It’s time to rethink the way we are talking about maths

 

Last week, Labour MP and Shadow Secretary for Education, Kate Green, proclaimed “we don’t want children doing maths at five and six in the evening”. This statement reinforces the stereotypical poor reputation of maths and people’s fear of not having the right answers. If you ask a random sample of people for their opinion about the subject, everyone will give a different answer. Of course, there will inevitably be those who did not enjoy maths at school and have a fear of numbers. It is, most commonly, these voices that are raised the loudest and we hear repeatedly. However, there is another set of voices: those who thoroughly enjoyed maths at school. These voices need to be raised and heard in equal measure.

Who wants to do maths in the evening?

I understand that not everyone loves every subject. After finishing A-Level Chemistry, I was more than happy to never set foot in a lab again. However, maths seems to be unique in its societal acceptance of being derided. Nevertheless, it is those who work in mathematics, statistics and data science that allow us all to see the world through different eyes. In a world that’s becoming more complicated by the second, it’s maths that helps us make sense of how things work and leads us to solve problems that seem unsolvable.
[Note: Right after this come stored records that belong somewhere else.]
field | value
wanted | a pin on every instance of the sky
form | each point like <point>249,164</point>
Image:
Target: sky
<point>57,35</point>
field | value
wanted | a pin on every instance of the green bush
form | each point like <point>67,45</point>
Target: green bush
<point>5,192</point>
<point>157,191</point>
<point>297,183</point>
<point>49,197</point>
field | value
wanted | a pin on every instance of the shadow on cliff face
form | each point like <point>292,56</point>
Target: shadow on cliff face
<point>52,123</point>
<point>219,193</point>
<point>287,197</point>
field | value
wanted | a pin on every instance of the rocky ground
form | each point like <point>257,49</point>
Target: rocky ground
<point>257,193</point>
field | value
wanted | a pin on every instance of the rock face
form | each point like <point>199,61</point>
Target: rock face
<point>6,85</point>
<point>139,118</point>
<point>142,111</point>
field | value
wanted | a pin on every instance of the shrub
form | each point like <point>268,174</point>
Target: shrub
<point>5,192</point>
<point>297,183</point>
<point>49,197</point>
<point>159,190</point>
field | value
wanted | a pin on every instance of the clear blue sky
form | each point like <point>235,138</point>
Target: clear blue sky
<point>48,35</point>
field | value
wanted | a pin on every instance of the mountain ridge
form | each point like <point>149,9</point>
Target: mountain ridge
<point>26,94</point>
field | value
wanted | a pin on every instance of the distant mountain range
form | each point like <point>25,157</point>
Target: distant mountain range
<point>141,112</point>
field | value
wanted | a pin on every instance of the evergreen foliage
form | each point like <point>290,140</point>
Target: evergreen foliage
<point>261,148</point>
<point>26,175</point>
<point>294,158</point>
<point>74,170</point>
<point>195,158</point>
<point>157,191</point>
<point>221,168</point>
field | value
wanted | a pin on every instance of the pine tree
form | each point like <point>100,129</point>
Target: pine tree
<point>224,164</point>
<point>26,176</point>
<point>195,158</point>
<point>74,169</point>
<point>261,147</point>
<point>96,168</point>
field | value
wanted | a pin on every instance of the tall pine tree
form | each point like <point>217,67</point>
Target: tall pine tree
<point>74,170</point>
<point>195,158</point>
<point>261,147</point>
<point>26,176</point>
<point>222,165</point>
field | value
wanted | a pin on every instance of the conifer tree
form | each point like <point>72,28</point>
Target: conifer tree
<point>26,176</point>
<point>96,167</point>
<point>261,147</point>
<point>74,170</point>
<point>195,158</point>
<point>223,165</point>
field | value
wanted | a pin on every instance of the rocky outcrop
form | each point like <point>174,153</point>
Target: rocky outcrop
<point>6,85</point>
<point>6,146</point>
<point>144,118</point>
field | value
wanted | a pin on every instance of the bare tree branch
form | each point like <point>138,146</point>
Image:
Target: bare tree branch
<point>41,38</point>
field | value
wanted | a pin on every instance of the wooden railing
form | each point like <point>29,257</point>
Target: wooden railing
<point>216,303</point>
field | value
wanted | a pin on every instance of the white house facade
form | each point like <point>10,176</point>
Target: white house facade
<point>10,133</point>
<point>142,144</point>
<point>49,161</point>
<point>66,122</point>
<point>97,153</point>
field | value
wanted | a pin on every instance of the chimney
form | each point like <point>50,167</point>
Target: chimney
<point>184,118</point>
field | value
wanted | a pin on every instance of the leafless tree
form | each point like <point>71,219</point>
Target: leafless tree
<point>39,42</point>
Fighting against the “who wants to do maths in the evening” viewpoint, I think it’s important to talk about what maths is not.
It isn’t a series of rules that you have to learn by rote. Nor a subject that focuses on moving letters and numbers on either side of an equals sign. Critically, it most definitely is not a subject where you should fear getting the answer wrong. The truth is those who work in mathematical sciences are wrong most of the time. It’s not something we’re ashamed of.  As frustrating as it is when an approach hasn’t worked, we start again with a different idea.

Maths as a mechanism for switching off.

My job allows me time to do lots of different things: maths, coding, business development to name just a few.  At the end of the day, I’ll switch off by solving puzzles. Working on a puzzle is absorbing, (there’s no enjoyment if you try and cheat to get the answer) but it also often leads to me being creative in other ways. For instance, having a good idea to try out the next day, or sketching how to visualise a result.

Let’s not mix up arguments about the length of the school day with negative stereotypes of subjects. Instead, let’s raise the voices of those who work in a field that underpins large portions of the UK economy, supports scientific developments, helps solve societal challenges and brings joy into the lives of so many.